Virgin: The Untouched History, by Hanne Blank (Bloomsbury, 2007) is reviewed this weekend in the San Francisco Chronicle. Bob Blaisdell writes:
Though scholarly, Hanne Blank's "Virgin: The Untouched History" treats her topic with a writer's, not an academic's, interest. That is, she's curious about and surprised by what she discovers, and keeps the book moving along at a reader's pace. She acknowledges the gap between what she expected to find and the paucity of details of what, to her amazement, she did find: "I had stumbled across a subject clearly related to the human body, one whose existence and importance has been asserted for thousands of years, and yet it appeared, somehow, to have left virtually no trace in the modern medical literature." ...
Ignorance about women's bodies has never stopped anybody from offering theories of virginity detection. The Gitanos of Spain continue a wedding-night tradition that depends upon a nonexistent bit of anatomy.
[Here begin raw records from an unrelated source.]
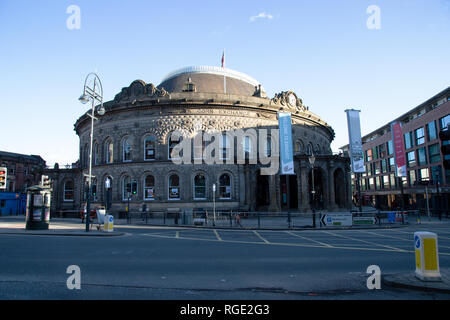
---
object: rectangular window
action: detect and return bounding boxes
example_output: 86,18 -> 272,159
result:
428,143 -> 441,164
389,158 -> 395,172
374,161 -> 381,174
369,178 -> 375,190
383,176 -> 389,189
407,151 -> 416,168
366,149 -> 372,162
405,132 -> 414,149
375,177 -> 381,189
419,168 -> 430,180
378,143 -> 386,159
389,174 -> 397,189
408,170 -> 416,186
417,148 -> 427,166
387,140 -> 394,155
431,166 -> 443,184
414,127 -> 425,146
381,159 -> 388,173
427,121 -> 437,141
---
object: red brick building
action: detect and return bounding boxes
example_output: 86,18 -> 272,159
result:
0,151 -> 45,192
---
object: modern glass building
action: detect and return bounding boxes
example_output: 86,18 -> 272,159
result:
341,87 -> 450,211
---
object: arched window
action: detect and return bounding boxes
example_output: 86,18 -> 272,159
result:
194,174 -> 206,200
64,180 -> 74,201
314,145 -> 320,154
123,138 -> 132,162
266,136 -> 272,157
168,174 -> 180,200
144,136 -> 156,160
144,175 -> 155,200
122,176 -> 131,200
219,173 -> 231,199
105,139 -> 114,163
193,131 -> 206,160
220,133 -> 231,160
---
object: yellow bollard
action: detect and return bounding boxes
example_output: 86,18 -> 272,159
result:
414,231 -> 442,281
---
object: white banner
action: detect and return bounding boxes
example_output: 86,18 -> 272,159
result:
345,109 -> 366,173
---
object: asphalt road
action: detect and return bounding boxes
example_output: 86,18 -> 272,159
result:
0,223 -> 450,300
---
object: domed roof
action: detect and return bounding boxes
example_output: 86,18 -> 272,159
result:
158,66 -> 260,96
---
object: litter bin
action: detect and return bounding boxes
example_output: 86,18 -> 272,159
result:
25,186 -> 52,230
103,215 -> 114,232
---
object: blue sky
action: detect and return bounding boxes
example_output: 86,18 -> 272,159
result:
0,0 -> 450,165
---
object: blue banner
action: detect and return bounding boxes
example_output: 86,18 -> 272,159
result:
278,112 -> 295,175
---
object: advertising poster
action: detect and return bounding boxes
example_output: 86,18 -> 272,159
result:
278,112 -> 295,175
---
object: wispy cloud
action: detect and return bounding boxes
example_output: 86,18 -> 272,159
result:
250,12 -> 273,22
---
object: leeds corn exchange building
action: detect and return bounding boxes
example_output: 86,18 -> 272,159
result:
48,67 -> 351,213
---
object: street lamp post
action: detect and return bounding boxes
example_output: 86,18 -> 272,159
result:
78,72 -> 105,232
213,183 -> 216,227
309,153 -> 316,228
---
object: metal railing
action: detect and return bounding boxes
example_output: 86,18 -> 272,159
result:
118,210 -> 420,229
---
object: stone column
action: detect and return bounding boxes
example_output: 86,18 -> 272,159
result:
328,160 -> 337,210
299,161 -> 311,211
295,161 -> 303,210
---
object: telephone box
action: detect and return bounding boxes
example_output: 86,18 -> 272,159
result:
25,186 -> 52,230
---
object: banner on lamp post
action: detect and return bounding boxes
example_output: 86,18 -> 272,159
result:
345,109 -> 366,173
278,112 -> 295,175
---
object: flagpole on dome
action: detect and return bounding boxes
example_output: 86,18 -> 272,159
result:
222,49 -> 227,93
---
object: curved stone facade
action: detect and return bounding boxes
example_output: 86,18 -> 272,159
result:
48,66 -> 351,212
Into the 1990s, a pervasive myth among desperate AIDS victims in South Africa was that sex with virgins could cure them.
Not allowing us to sneer, Blank continually reminds us of our own distressing cultural history: for example, the English lesbian in 2004 who auctioned off her "virginity," which "was nothing more or less than a tangible confirmation of the ideology that a woman is not sexually 'real' in her own right, and that it takes a man and his penis to make her so."...
"Families, religious authorities, and governments once faced little opposition to the idea that they had a legitimate stake in people's sexual behavior. Now we are increasingly likely to believe that the primary legitimate stakeholder in an individual's sexual life is the individual him- or herself." Our federal government's official recent support for abstinence over contraception troubles Blank, but she takes heart that "perhaps the only thing that is at all clear about this unprecedented legislation of virginity-flavored agitprop is that a politically powerful right wing, faced with the cumulative social change of the last century, has begun to panic in earnest" and that it "may be best understood as a signal of nothing more than a deep-seated terror of change."
For the rest, click here.
Legal historians will be interested in the website that accompanies the book, with links to "virginity-related websites," new and information about age of consent, "honor crimes," etc. A perusal reveals somewhat limited information at this point, but the book is just being released and the site is new. If the author maintains and updates the site, it will be a continuing, valuable resource.